In my last piece, I explained why I want to build club quality statistics off of the underlying stats, things like shots on target, shots in the box, and big chances. During the last season, why I was running power rankings and season projections, I was using a goals scored / goals conceded estimator built from just these underlying stats. I primarily used shots on target and big chances, with adjustments for schedule difficulty.
I want to use the minute-by-minute database to renoobulate my expected goals formula. If possible, I'd like to get away from using "big chances." I used it for the last season because big chances correlate very well with goals scored, and if you adjust a team G/SoT based on their goals scored, you get a better correlation between expected goals and actual goals. We use the tools we have, if they work.
But I don't like big chances. Opta Sports defines a "big chance" as follows.
A situation where a player should reasonably be expected to score usually in a one-on-one scenario or from very close range.

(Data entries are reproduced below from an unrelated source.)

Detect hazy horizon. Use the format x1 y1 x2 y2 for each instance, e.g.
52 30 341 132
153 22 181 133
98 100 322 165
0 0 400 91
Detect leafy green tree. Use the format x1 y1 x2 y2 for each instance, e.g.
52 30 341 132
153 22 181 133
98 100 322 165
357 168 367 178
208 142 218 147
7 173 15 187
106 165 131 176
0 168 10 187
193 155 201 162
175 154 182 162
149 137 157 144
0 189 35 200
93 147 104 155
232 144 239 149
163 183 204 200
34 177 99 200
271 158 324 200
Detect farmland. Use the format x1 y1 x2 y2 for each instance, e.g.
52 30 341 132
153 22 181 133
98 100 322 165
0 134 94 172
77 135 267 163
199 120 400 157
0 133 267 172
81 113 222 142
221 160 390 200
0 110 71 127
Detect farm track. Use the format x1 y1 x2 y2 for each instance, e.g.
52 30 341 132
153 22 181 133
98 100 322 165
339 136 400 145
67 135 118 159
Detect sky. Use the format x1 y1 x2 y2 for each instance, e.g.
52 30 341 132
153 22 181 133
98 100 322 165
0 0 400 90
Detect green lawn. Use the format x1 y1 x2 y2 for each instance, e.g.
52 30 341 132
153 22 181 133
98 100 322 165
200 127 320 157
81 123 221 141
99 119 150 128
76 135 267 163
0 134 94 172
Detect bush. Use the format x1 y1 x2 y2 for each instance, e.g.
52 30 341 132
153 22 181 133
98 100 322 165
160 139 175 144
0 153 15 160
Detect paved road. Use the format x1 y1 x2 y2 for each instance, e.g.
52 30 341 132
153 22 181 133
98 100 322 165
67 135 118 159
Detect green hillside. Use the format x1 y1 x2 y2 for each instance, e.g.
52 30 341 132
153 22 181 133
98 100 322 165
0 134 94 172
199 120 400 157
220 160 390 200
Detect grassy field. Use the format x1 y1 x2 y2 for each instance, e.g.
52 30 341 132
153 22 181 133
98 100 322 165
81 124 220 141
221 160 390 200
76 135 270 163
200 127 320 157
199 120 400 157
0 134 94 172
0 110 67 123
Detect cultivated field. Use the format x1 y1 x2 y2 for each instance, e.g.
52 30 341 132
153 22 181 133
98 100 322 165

This is a mostly subjective definition. To give an in-game example of my problems with it, the home match against Everton toward the end of the season, when we were missing Gareth Bale, is a good enough example. Both of the goals for Tottenham Hotspur, by Gylfi Sigurdsson and Emmanuel Adebayor, were classified as converted big chances. Sigurdsson's open-net finish of a rebound is about as classic a "big chance" as you'll see. Adebayor was at full stretch, but he did find himself clear on the end of a beautiful cross in the box. Those are ok, and give you a sense of what a "big chance" is. The other big chance in the game troubles me. Phil Jagielka's equalizing header also gets classified as a "big chance." Yes, it was a free header from reasonably close range, but that was a tight angle and free headers go every which way all the time in this sport. Would Jagielka have been credited with a "big chance" if he'd knocked it wide of the post or softly into the chest of Hugo Lloris? I don't know, but I am concerned. Further, after Sigurdsson's equalizer, Everton had a major opportunity on the counter which Victor Anichebe just failed to convert.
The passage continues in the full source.